I have an apology to make.
I’ll hold my hands up – my pre-season predictions were hopeless. I had Middlesex or Warwickshire to win the championship with Surrey in the top 3 and Yorkshire, Durham and Derbyshire to be struggling at the bottom.
My reasoning was that Durham were a team in transition, having lost some of their experienced players (Blackwell, Plunkett, Di Venuto) and with a change of captaincy at the back end of last season, I assumed that the pressure to perform would be too much for some of the youngsters who would be required to play regularly given the financial pressures at the Emirates ICG. I was spectacularly wrong.
As I write this, Durham are 30.5 points clear at the top of the table having bowled out Nottinghamshire for just 78 this morning and are edging towards a healthy first innings lead thanks to a hundred partnership between Paul Collingwood and Phil Mustard.
With the weather buggering up the other matches, it looks like Durham could well be County Champions by the end of the week.
Durham’s season has been remarkable.
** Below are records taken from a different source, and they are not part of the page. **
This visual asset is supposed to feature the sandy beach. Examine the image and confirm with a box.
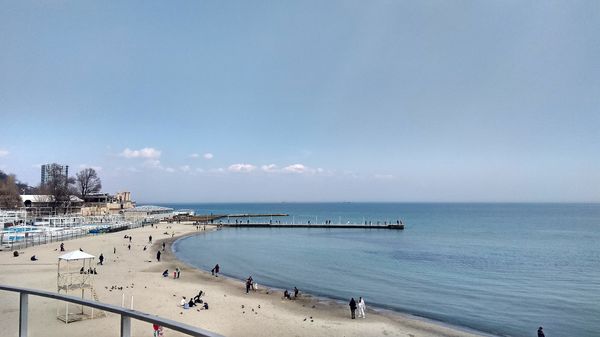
[0,222,485,337]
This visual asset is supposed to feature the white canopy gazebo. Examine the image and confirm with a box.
[57,250,103,323]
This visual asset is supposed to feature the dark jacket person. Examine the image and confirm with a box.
[349,298,357,319]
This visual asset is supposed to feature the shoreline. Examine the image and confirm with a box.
[0,221,488,337]
[167,228,497,337]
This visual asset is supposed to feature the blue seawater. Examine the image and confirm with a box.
[166,203,600,337]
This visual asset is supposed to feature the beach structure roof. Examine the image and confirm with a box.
[21,195,84,203]
[58,250,96,261]
[124,205,173,212]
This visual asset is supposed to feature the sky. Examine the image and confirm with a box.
[0,1,599,203]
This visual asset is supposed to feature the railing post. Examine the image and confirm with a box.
[19,293,28,337]
[120,314,131,337]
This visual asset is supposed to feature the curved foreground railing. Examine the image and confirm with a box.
[0,284,223,337]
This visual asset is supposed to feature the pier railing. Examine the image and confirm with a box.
[0,284,223,337]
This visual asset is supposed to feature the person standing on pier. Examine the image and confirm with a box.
[349,298,357,319]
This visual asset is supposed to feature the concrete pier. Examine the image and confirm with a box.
[222,223,404,230]
[173,214,404,230]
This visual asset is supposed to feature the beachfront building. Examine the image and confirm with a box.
[20,194,84,216]
[0,210,27,228]
[124,205,173,222]
[41,163,69,185]
[80,191,135,216]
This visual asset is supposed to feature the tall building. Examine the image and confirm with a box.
[41,163,69,185]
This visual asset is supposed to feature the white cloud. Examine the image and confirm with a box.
[259,163,329,175]
[282,164,315,174]
[204,153,214,160]
[204,168,226,175]
[228,163,256,173]
[374,174,396,180]
[165,167,176,173]
[143,159,161,168]
[0,149,9,157]
[180,165,191,172]
[195,168,205,173]
[120,147,161,159]
[189,153,199,158]
[261,164,278,173]
[78,164,103,172]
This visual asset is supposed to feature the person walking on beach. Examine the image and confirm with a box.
[129,236,132,243]
[357,297,366,318]
[214,264,220,277]
[152,324,163,337]
[60,243,64,251]
[294,286,299,298]
[537,327,545,337]
[99,254,104,265]
[176,267,181,279]
[162,242,166,251]
[349,298,357,319]
[149,235,152,243]
[156,251,161,262]
[128,244,131,250]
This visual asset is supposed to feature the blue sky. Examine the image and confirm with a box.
[1,1,598,202]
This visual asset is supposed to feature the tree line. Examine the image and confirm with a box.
[0,166,102,212]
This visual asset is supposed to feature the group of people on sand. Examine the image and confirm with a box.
[161,267,181,278]
[211,264,220,276]
[283,286,299,300]
[80,266,98,274]
[349,297,367,319]
[245,276,257,293]
[179,291,209,310]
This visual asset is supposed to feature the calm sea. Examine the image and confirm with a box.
[162,203,600,337]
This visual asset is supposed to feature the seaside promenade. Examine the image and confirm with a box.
[0,221,480,337]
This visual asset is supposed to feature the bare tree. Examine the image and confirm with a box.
[40,165,75,214]
[0,171,23,209]
[75,168,102,199]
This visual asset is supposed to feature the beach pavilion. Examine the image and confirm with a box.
[57,250,103,323]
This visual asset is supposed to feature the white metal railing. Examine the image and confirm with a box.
[0,284,223,337]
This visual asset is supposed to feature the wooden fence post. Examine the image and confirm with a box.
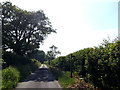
[58,58,60,69]
[70,54,75,78]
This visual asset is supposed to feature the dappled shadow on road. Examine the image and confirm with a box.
[23,68,57,82]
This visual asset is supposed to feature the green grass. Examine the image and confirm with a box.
[59,72,75,88]
[49,66,75,88]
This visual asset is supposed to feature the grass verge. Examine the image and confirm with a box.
[49,66,75,88]
[48,65,96,89]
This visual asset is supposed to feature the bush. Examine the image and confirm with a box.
[2,52,29,67]
[2,66,20,89]
[2,59,41,89]
[16,59,41,81]
[50,38,120,89]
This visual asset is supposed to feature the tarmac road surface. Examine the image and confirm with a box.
[15,64,62,89]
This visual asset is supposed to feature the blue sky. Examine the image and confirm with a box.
[82,1,118,30]
[1,0,118,56]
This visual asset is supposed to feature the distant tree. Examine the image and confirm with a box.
[47,45,61,64]
[29,50,46,63]
[2,2,56,56]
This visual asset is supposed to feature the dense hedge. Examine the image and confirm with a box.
[2,59,41,89]
[49,39,120,89]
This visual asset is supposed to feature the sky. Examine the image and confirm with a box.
[1,0,119,56]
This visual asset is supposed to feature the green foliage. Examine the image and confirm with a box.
[2,66,20,89]
[2,51,29,68]
[29,50,46,63]
[50,38,120,89]
[31,58,41,68]
[44,60,48,65]
[16,59,41,81]
[47,45,61,65]
[2,58,41,89]
[2,1,56,56]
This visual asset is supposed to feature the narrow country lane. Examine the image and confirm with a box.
[15,64,62,89]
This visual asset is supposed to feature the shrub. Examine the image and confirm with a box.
[2,52,29,67]
[2,66,20,89]
[16,59,41,81]
[50,38,120,89]
[31,59,41,68]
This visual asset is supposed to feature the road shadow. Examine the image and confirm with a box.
[22,67,57,82]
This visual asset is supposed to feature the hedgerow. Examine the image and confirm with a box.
[49,39,120,89]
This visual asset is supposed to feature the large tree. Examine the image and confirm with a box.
[2,2,56,56]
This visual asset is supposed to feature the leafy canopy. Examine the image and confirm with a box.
[2,2,56,56]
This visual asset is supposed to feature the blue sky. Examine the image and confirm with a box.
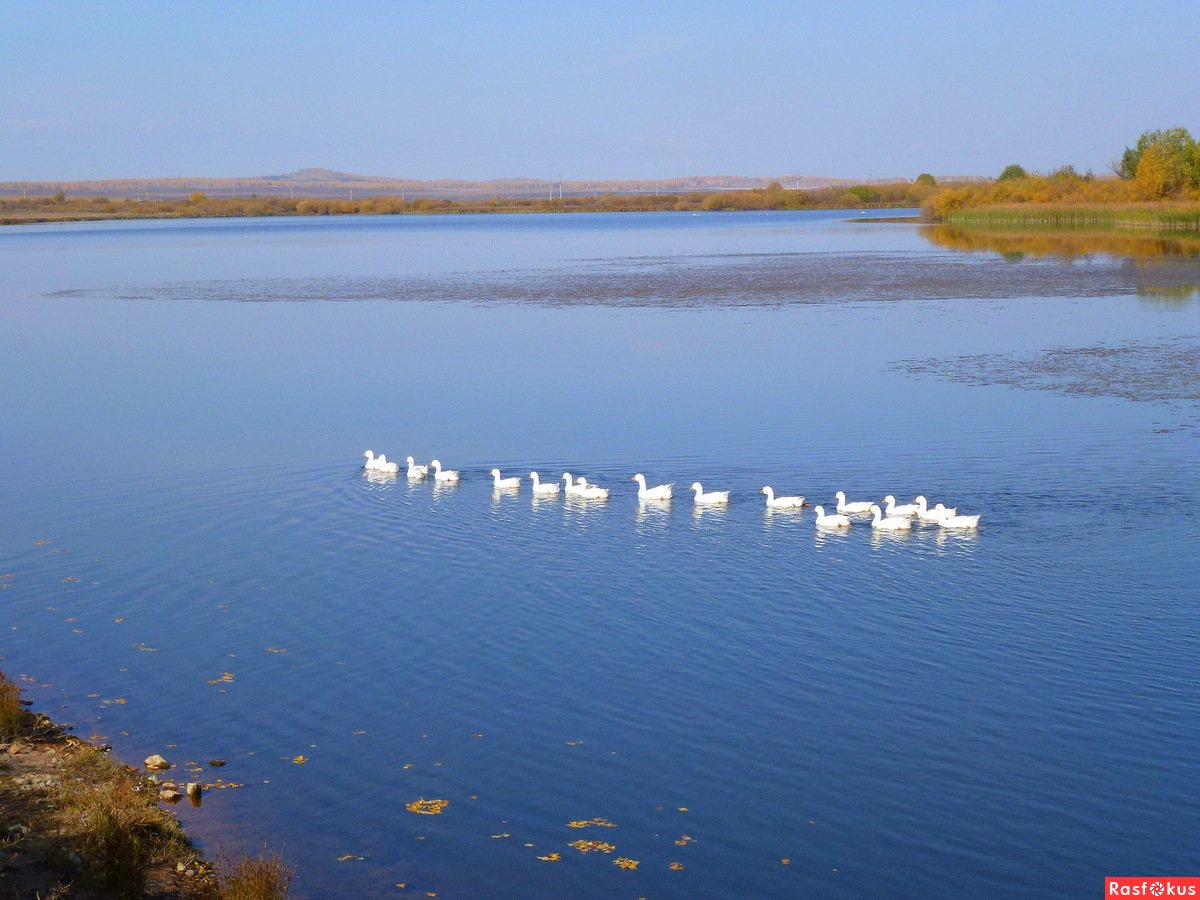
[2,0,1197,181]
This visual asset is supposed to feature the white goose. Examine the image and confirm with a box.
[914,495,955,522]
[631,473,673,501]
[529,471,561,496]
[574,477,610,500]
[870,503,913,530]
[490,468,521,489]
[835,490,874,515]
[406,456,429,480]
[883,495,920,517]
[813,505,851,528]
[690,482,730,505]
[561,473,587,496]
[429,459,460,483]
[363,450,399,474]
[939,510,981,529]
[761,486,805,509]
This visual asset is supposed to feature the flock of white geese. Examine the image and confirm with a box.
[362,450,983,529]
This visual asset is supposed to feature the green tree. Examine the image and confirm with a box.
[997,164,1027,181]
[1119,127,1196,181]
[914,173,937,186]
[848,185,873,203]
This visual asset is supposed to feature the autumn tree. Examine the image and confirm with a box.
[1118,127,1197,182]
[997,164,1027,181]
[1134,142,1188,199]
[915,173,936,186]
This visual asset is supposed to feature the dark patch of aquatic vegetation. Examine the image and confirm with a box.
[895,336,1200,405]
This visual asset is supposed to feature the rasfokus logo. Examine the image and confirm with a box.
[1106,878,1200,897]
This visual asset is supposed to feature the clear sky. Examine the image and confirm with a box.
[2,0,1197,182]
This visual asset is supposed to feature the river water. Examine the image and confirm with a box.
[1,210,1197,898]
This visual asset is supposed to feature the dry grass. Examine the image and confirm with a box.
[217,849,295,900]
[58,752,193,898]
[0,672,22,739]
Starting the season on minus 2.5 points due to a salary cap infringement and a team in transition, with a catalogue of injuries, then shaken to the core by Geoff Cook’s heart attack, it would have been perfectly understandable if this season was not successful and was needed as a rebuilding year.
I, perhaps, shouldn’t have been so quick to judge. The change of captaincy at the back end of the 2012 season saw them win 4 championship matches on the bounce to end the season comfortably safe. The Collingwood factor is huge – a hugely experienced cricketer and captain – he has galvanised this Durham team and had led them with a blend of tactical nous, fearless risk taking and vision for the future. He’s used and leaned on the experienced players in the team for support and developed the youngsters.
The shock of Geoff Cook’s heartattack could have derailed their season – it did quite the opposite. Such is the close family feel of Durham CCC that all the players and staff felt it all the more important to pull together and perform – for Geoff. In times of difficulty, a close squad like Durham’s will pull together and get strength and support from each other. This has shone through, you can see it emenate from every pore of the Durham team - they are all playing for each other and all enjoying each other’s success.
At the beginning of the season, I was the Oval to watch young Ryan Buckley take a 5 fer on debut and then wondered round to the players area after play – they couldn’t have been more pleased for their young colleague. I should have known then that this was a team who have that thing you can’t really coach – team spirit.
The story of their success this season is remarkable and heartwarming. Under tough financial circumstances, they have been forced to play a homegrown side with no overseas player. They have had their share of injury nightmares and, like many other counties, had players called up on International duty at the most inopportune of moments. They have taken all this in their stride.
They have, on the other hand, benefitted from Graham Onions bad luck – despite being in England’s squad for most of the summer Onions has not played for England and has, in most cases, been released back to his county after not making the final XI. He remains, a spectacularly valuable bowler – particularly in the right conditions (which they often are at the Riverside) - at time of writing he has taken 63 wickets at a, quite frankly, ridiculous average of just 17.73 and surely a contender for County player of the year at this year’s PCA awards.
Ben Stokes, is a prime example of a player stepping up to the plate. He’s been talked about for a little while now as a player with enormous and exciting potential but had a difficult winter being sent home from the Lions tour – it could have gone one of two ways for Stokes but to his complete credit, he’s knuckled down for both county and then country (picking up 5 wickets for England in the final ODI of the series).
Collingwood’s captaincy has been vital, not just because he is from the aggressive school of captaincy, but for his off-field skills. I think we should remember that this is the man who led England to their only ever world trophy.
It was Durham’s incredible victory over Nottinghamshire way back at the beginning of May that made me begin to realise my pre-season prediction was, perhaps, going to turn out to make me look like a pillock (as it has). After a sleepless night interrupted by fire alarms going off in their hotel, they were struggling to take the final 5 Nottinghamshire wickets they needed to on the final day but once they had they were faced with a chase of 183 in 23 overs for victory. Plenty of teams would have batted it out, content to take the 3 points for the draw. Not Collingwood and not this Durham team – they chased them down with 16 balls to spare – not ever deciding that they weren’t going to go for them.
That fearless attitude combined with players like Chris Rushworth (currently with 51 wickets at 20.68) and Scott Borthwick who has emerged in a new role batting at number 3 (at time of writing has scored 985 runs at 42.82 and taken 37 wickets) have put them in the situation they are today - with one hand on the trophy and moving towards their 3rd title in 6 years.
So to all at Durham – I doff my cap to you and sorry for doubting you.